Practical Intro to the Metropolis-Hastings Algorithm/Fitting a line II
Published:
In this post, I’m going to try to give an intuitive intro into the Metropolis-Hastings algorithm without getting bogged down in much of the math to show the utility of this method.
Metropolis-Hastings (or more truthfully, the subsequent MCMC field) is one of the most successful analytical methods that statisticians have ever used and is the benchmark for all future analysis methods that we will explore. I am basing this tutorial on various sources, such as:
- 📝 A Conceptual Introduction to Markov Chain Monte Carlo Methods - Joshua S. Speagle
- 🌐 Markov chain Monte Carlo sampling - Andy Casey
- 🌐 The Wikipedia page on this topic is also very good: Metropolis–Hastings algorithm
- ▶️ Understanding Metropolis-Hastings algorithm - Machine Learning TV
- ▶️ The algorithm that (eventually) revolutionized statistics - #SoMEpi - Very Normal
- I particularly connected with this one, so if this post seems too similar… sorry 😬
- Although I was able to get my own algorithm to work 😬 (I have no idea why he went straight to 12 parameters…)
- ▶️ Metropolis-Hastings - VISUALLY EXPLAINED! - Kapil Sachdeva
- 🌐 The Metropolis-Hastings algorithm - Danielle Navarro
- 🌐 Why Metropolis–Hastings Works - Gregory Gundersen
If you don’t like or connect well with how I explain the concepts below, absolutely head over to any of these resources.
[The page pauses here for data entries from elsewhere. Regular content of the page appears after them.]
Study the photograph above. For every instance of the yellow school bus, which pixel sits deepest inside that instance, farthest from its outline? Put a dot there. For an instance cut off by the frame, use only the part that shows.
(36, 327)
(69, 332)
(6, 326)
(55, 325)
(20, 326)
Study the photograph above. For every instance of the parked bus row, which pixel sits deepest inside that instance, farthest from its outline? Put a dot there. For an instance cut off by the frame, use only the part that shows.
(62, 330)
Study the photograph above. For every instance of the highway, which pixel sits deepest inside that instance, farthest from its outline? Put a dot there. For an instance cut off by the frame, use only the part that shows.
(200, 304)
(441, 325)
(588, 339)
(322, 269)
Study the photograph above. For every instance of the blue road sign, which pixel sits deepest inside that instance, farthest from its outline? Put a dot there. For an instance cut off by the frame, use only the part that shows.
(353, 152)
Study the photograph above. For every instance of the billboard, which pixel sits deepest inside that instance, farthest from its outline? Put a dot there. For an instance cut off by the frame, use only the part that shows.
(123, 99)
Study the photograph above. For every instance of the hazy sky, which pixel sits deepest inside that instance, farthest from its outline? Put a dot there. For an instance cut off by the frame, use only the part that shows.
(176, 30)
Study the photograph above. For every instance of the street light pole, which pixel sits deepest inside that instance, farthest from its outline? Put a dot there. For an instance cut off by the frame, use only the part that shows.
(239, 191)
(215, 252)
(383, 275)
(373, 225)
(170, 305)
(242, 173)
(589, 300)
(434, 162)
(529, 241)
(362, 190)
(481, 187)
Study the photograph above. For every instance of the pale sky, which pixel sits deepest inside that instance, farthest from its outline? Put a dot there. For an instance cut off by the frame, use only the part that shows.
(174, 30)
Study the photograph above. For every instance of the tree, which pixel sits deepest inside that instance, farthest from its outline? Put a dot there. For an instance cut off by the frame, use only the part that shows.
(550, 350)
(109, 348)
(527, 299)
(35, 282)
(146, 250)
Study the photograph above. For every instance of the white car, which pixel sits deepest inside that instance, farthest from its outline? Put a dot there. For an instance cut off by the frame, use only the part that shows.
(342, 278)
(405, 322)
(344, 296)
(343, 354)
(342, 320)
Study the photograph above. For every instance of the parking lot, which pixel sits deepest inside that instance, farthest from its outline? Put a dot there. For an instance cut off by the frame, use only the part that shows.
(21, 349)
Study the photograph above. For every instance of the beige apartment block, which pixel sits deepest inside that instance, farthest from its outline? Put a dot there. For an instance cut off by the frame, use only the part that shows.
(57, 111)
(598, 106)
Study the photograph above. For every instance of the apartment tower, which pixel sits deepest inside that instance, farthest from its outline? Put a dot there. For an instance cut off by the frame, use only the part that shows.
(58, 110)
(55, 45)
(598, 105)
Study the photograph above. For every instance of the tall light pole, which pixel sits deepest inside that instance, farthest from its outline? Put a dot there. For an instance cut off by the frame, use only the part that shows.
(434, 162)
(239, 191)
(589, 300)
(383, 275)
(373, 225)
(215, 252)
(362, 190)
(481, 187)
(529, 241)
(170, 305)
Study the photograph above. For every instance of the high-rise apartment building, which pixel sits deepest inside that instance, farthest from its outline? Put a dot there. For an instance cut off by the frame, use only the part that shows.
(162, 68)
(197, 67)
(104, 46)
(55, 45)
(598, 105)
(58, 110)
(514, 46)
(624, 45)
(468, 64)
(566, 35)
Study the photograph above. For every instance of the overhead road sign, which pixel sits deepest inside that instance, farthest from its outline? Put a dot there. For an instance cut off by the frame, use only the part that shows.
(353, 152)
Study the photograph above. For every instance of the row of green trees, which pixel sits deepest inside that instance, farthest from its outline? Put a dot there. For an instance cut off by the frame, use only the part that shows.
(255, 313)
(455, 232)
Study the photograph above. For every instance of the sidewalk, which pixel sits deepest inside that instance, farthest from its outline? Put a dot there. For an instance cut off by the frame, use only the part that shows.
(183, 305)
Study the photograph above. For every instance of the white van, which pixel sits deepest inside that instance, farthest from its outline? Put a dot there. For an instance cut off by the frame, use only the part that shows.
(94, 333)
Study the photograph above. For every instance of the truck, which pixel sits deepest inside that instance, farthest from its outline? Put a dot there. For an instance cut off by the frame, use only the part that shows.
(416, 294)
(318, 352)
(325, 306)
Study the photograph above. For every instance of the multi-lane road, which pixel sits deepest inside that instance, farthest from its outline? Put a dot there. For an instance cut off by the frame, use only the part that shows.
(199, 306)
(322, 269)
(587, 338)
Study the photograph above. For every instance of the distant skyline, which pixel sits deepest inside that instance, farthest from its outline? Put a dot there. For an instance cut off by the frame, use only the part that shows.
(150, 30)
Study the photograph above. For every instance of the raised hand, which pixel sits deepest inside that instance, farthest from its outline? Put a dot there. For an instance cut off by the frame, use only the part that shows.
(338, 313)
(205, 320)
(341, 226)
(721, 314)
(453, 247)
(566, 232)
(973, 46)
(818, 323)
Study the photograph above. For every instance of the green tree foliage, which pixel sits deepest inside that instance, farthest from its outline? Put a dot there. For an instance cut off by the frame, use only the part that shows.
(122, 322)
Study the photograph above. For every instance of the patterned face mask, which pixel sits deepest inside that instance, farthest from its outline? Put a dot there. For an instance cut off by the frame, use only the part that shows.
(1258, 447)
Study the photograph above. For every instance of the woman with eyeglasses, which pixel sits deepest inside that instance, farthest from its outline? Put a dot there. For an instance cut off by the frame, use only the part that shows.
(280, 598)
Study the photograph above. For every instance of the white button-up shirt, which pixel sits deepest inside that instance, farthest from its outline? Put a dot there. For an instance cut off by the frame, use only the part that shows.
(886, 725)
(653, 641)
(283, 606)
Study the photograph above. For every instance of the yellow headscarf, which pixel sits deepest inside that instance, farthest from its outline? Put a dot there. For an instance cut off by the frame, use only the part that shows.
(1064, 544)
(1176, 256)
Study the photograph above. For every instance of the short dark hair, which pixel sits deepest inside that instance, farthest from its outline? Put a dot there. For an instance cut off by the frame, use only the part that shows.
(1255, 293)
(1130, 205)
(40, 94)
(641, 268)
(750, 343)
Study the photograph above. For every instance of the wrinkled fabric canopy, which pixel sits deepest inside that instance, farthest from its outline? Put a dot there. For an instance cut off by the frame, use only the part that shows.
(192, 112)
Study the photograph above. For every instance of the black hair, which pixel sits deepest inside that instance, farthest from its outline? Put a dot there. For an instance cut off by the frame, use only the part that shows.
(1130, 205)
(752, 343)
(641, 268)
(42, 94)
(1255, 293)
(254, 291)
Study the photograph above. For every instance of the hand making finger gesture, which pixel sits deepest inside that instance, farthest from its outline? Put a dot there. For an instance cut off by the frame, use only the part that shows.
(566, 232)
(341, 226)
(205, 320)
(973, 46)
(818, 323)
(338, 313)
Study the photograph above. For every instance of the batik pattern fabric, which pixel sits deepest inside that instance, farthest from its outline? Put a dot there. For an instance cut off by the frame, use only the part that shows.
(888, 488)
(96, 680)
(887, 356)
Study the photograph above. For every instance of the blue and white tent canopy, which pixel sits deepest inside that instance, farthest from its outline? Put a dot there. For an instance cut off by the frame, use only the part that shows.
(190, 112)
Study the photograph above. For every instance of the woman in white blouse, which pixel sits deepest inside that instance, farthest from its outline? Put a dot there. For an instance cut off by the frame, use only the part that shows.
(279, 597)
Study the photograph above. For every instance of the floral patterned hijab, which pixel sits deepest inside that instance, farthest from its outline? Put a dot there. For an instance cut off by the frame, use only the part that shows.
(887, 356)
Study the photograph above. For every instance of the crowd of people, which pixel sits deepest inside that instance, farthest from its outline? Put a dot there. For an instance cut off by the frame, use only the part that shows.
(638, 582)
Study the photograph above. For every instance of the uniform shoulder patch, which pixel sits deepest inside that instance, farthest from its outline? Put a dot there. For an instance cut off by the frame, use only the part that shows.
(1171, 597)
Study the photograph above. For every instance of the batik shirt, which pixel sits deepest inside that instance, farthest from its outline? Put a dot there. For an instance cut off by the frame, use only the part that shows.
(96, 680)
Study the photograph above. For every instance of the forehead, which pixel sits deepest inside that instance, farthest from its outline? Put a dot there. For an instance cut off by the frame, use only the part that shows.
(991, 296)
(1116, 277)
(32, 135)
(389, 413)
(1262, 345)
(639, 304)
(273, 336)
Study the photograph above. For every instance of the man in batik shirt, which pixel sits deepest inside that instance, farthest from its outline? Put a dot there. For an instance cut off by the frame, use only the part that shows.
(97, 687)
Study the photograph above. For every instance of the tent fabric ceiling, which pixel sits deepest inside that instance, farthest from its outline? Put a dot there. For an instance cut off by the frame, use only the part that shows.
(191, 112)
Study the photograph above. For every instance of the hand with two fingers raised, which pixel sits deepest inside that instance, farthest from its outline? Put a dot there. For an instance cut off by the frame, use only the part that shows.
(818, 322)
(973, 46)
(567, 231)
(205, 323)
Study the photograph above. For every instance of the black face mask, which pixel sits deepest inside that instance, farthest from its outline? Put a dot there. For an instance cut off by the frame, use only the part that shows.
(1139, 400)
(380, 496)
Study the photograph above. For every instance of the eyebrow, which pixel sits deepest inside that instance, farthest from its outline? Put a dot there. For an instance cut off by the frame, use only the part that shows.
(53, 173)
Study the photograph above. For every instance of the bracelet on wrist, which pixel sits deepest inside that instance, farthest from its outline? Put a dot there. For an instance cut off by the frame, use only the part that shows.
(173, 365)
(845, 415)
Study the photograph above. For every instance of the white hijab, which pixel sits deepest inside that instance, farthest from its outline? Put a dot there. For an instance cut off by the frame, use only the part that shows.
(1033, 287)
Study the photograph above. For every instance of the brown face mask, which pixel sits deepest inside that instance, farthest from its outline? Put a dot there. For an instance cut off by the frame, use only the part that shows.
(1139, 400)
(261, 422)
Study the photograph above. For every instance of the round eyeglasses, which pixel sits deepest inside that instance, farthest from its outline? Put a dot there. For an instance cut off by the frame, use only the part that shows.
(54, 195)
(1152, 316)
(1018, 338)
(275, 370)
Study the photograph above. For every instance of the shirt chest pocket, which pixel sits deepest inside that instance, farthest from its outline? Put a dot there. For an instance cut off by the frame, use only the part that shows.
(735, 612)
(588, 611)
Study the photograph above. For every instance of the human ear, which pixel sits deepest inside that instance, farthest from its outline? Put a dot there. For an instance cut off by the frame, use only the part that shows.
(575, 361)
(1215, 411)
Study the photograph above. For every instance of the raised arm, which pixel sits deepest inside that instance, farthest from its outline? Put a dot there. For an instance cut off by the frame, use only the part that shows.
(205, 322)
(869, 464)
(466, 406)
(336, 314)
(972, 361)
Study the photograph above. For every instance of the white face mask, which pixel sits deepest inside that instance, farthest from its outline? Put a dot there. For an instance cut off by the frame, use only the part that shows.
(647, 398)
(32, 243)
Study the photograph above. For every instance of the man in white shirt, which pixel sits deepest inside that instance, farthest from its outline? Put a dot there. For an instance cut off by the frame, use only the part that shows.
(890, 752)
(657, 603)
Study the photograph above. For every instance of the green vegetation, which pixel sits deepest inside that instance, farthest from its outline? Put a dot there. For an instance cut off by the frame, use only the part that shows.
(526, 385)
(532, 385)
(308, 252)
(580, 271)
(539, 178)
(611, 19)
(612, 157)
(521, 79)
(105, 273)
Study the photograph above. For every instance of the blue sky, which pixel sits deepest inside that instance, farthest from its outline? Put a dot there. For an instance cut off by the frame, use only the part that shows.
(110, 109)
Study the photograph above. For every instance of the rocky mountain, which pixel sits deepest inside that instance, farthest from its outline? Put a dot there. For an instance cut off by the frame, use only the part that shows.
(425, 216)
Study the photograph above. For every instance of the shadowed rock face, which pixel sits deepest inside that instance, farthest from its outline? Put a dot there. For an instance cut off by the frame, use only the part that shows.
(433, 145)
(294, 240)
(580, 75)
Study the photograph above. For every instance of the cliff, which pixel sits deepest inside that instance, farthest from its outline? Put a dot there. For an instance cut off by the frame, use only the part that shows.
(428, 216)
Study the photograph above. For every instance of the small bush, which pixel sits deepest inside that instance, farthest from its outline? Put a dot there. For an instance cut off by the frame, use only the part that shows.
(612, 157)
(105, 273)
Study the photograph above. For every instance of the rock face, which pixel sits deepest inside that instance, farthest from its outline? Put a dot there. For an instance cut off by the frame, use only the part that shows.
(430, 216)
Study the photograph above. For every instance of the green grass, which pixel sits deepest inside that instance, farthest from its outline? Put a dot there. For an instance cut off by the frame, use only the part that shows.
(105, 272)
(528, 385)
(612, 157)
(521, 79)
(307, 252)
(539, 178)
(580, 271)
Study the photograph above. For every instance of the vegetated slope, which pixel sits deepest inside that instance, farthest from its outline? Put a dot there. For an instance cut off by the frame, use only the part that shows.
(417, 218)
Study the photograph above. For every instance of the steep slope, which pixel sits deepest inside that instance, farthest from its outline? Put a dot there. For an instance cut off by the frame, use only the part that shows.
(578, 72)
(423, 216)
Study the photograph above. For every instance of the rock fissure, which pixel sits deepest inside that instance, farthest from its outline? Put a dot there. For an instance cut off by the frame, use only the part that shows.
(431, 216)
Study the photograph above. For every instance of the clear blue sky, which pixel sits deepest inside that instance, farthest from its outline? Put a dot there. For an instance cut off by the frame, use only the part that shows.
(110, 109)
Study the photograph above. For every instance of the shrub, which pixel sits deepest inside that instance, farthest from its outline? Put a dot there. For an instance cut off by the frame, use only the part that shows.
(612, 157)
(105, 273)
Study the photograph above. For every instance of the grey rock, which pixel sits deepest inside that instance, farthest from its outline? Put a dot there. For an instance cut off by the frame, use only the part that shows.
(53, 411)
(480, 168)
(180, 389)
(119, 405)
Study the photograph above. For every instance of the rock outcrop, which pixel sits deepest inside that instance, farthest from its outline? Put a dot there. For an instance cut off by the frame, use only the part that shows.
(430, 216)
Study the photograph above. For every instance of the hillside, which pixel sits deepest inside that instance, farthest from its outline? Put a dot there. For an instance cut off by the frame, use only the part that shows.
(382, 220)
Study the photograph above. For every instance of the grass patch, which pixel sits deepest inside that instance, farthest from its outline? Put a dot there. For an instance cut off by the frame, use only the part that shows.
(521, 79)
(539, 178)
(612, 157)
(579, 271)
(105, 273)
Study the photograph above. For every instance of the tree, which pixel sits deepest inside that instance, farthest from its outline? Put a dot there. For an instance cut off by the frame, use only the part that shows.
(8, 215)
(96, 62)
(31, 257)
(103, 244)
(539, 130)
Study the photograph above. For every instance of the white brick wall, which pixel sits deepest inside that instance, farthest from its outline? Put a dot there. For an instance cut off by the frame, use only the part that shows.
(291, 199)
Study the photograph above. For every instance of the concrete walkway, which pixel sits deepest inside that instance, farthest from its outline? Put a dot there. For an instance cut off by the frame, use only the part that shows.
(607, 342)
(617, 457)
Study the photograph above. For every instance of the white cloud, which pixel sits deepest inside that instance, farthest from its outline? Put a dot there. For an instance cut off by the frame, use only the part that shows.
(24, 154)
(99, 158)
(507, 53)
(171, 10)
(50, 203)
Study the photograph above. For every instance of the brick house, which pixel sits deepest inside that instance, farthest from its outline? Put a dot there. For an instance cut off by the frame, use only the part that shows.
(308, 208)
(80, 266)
They do widely vary in rigor and presentation method but are all great.
And the style of my GIFs is inspired by this video PDF Sampling: MCMC - Metropolis-Hastings algorithm - Ridlo W. Wibowo
Table of Contents
- Motivation
- What do we actually get from our analysis?
- Metropolis-Hastings algorithm - Dessert before dinner
- Coding it up…again
- Well… now what?
Motivation
Brute force? In this economy?
In the last post, we brute-forced our analysis by scanning the whole entire parameter space for areas of high posterior probability. Here’s a quick recap.
We were given some data that I told you was from a straight line with some added Gaussian noise.

We then quantified a likelihood and a prior based on this information and produced something like this colormap of the posterior probabilities of the input parameters.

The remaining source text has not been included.